From demigods to traitors
"The sight of Gotabaya Rajapaksa fleeing Sri lanka on an air force plane represents (the downfall) of this family. Their legacy I don't think is a positive one. But one hopes that Sri Lanka will move on in a new direction."
They were once seen as heroes of the nation, the almost mythical warrior-king leaders who defeated the separatists in a bloody civil war.
Yet the final days of Sri Lanka's Rajapaksa dynasty tell a very different tale.
In the early hours yesterday, embattled president Gotabaya Rajapaksa made a hurried exit from the South Asian nation, days after thousands of angry protesters broke into his official residence, swam in his pool, and demanded he finally go.
He had been expected to resign later that day, but Gotabaya Rajapaksa didn't wait around to make it official. Instead, before dawn, he boarded a military plane leaving Colombo and fled to the Maldives.
His departure is a historic moment for the island nation of 22 million, which the Rajapaksas had ruled with an iron fist for much of the past two decades before losing the faith of their once adoring citizens.
"The sight of Gotabaya Rajapaksa fleeing Sri lanka on an air force plane represents (the downfall) of this family," said Ganeshan Wignaraja, senior research associate at the British think tank, ODI Global.
"Their legacy I don't think is a positive one. But one hopes that Sri Lanka will move on in a new direction."
Gotabaya Rajapaksa is not the first member of the family to have been president. His brother Mahinda Rajapaksa, who like Gotabaya was widely considered a "war hero" among the majority population, was elected President in 2005 and achieved near legendary status in 2009 when he declared victory in the 26-year civil war against the Liberation Tigers of Tamil Eelam rebels.
That victory gave Mahinda Rajapaksa an almost inexhaustible well of political capital to draw on and he would go on to enjoy a 10-year grip on power during which he was venerated by Sri Lanka's Sinhalese Buddhist majority. He was popularly referred to as "appachchi" -- the father of the nation -- and people would often bow when he walked past and fear for him when he was unwell.
For much of his term, Mahinda Rajapaksa ran Sri Lanka like a family business, appointing his brothers to key positions; Gotabaya as Defense Secretary, Basil as Minister of Economic Development, and Chamal as the Speaker of Parliament.
And while the good times were rolling, despite gripes about nepotism, the brothers remained popular. The country saw years of growth, fueled by the government's vast borrowing from overseas to fund public services.
But the good times weren't to last.
After the end of 30-year-long Tamil Eelam war, the majority Sinhalese Buddhist people comprising 70 percent of the total population threw their might behind the Rajapaksa clan almost elevating it to the status of demi-gods.
The Rajapaksa clan thrived on Sinhalese Buddhist nationalism. The emboldened majority started asserting itself dictating the terms to minority Tamils and Muslims. It suited the politics of Rajapaksa and they also encouraged it. Between 2010 and 2015, they amassed enormous wealth and power.

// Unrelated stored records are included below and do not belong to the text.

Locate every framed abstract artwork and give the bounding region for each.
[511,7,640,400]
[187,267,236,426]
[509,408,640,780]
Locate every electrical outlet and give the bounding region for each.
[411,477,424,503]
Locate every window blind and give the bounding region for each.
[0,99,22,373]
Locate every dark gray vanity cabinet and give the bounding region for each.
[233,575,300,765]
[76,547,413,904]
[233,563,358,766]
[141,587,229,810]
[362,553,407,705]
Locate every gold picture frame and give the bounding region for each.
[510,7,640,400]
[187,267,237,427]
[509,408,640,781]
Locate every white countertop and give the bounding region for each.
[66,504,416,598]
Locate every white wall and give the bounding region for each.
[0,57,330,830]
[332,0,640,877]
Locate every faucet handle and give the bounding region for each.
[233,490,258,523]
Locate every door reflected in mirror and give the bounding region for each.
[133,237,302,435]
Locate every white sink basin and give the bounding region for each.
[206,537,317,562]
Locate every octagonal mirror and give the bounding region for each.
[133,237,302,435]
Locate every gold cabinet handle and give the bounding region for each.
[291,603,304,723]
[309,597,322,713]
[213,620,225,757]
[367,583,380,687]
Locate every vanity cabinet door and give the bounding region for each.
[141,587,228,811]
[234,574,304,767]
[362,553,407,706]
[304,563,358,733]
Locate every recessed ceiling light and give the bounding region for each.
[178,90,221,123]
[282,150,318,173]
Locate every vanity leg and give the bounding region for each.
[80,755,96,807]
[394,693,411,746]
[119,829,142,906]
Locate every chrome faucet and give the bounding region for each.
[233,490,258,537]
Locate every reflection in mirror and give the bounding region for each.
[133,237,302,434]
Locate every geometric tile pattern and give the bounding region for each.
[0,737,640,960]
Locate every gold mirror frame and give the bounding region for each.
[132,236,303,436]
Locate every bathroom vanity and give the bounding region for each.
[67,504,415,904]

Their total disregard for the rule of law, contempt for the democratic opposition, extra judicial killings, abductions, judicial manipulations and media muzzling have also earned them a bad name during that period.
They had no rivals to unseat them. Euphoric and ecstatic supporters started to describe Mahinda as the reincarnation of the legendary king Dutugemunu.
The opposition came together to defeat the Rajapaksa clan, and in the 2015 January Presidential elections, Mahinda Rajapaksa suffered a shock defeat at the hands of his own agriculture minister Maithripala Sirisena. The new government had vowed
to permanently end the rule of the Rajapaksa clan.
Mahinda declared that he would come back to rule again. The new national government faltered from Day 1, and in 2019, Rajapaksas were back in power. Actually, they were much stronger and many thought they would be in power for a long time. The Easter Bombings of 2019 also played a major role in their big win.
Rajapaksa came to power on a manifesto promising "Vistas of Prosperity and Splendour", but according to the UN the country now desperately needs humanitarian aid.
The coronavirus pandemic hammered tourism and overseas remittances -- both mainstays of the economy -- leaving it facing a foreign exchange crisis.
Lengthy power cuts are in place as the country does not have dollars to import oil for generators, the nation's 22 million people have been enduring acute shortages of food, fuel and medicines since late last year, and poverty is spreading.
President Gotabaya, full of hubris and no real experience in handling a sensitive matter like economy, did not listen to saner voices both within and outside. Just to stay in power at any cost, the Rajapaksas dismissed all charges against them as bogus that finally forced the people to protest against them.
The same people who were once cheering the Rajapaksa clan as the saviours of Sri Lanka have turned against them calling them "traitors". Now the whole clan is hiding from the wrath of people.
The carefully built invincible image of Rajapaksa now lays in tatters. Their ignominious exit from power has destroyed all the myths built around the family.